Bereits gestern hatte die Opposition über Vorbereitungen einer Klage ausländischer Anwälte vor dem Internationalen Strafgerichtshof (ICC) in Den Haag informiert. Die Polizeigewalt gegen friedliche Bürger müsse vor Gericht kommen, hieß es.

Die belarusische Oppositionsführerin Swetlana Tichanowskaja kündigte nun an, sie wolle Lukaschenko im Fall seines Rücktritts Straffreiheit garantieren. "Natürlich, wenn er friedlich geht, auf menschliche Weise, dann gibt es diese Chance", sagte die 38-Jährige in einem Interview, das auf der ukrainischen Internetseite lb.ua veröffentlicht wurde. 

Langsame Arbeit statt offener Streiks

Gleichzeitig sagte Tichanowskaja, die Streikbewegung in Belarus sei ungebrochen. Es gebe zwar wegen der starken Einschüchterung keine offenen Streiks mehr. Dennoch würden viele Menschen langsamer arbeiten. Der ehemaligen Präsidentschaftskandidatin zufolge werden die Belarusen Lukaschenkos Einführung in seine sechste Amtszeit nicht hinnehmen.
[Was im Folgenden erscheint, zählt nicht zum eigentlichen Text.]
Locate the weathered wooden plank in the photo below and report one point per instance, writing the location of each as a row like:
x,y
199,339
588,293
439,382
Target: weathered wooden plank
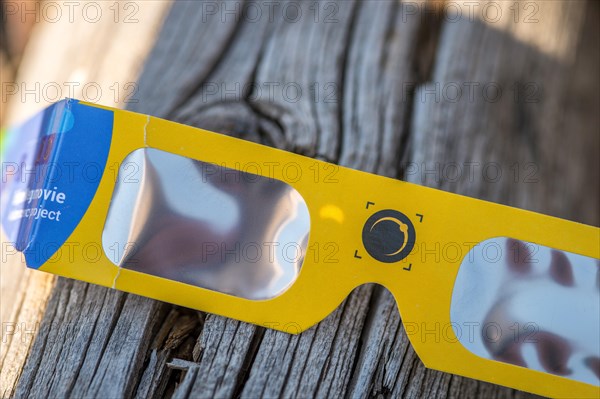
x,y
125,345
Diese muss nach Angaben der Wahlkommission in Minsk bis zum 9. Oktober über die Bühne gehen.

Nach der umstrittenen Präsidentenwahl am 9. August hatte sich Lukaschenko mit 80,1 Prozent zum Sieger erklären lassen. Seitdem gibt es in Belarus täglich Proteste gegen den 66-Jährigen. Die Opposition sieht Tichanowskaja als die wahre Siegerin der Wahl. Sie ging auf Druck des Machtapparats in Minsk ins Exil in das benachbarte EU-Land Litauen. Die EU erkannte die Wahlergebnisse in Belarus nicht an.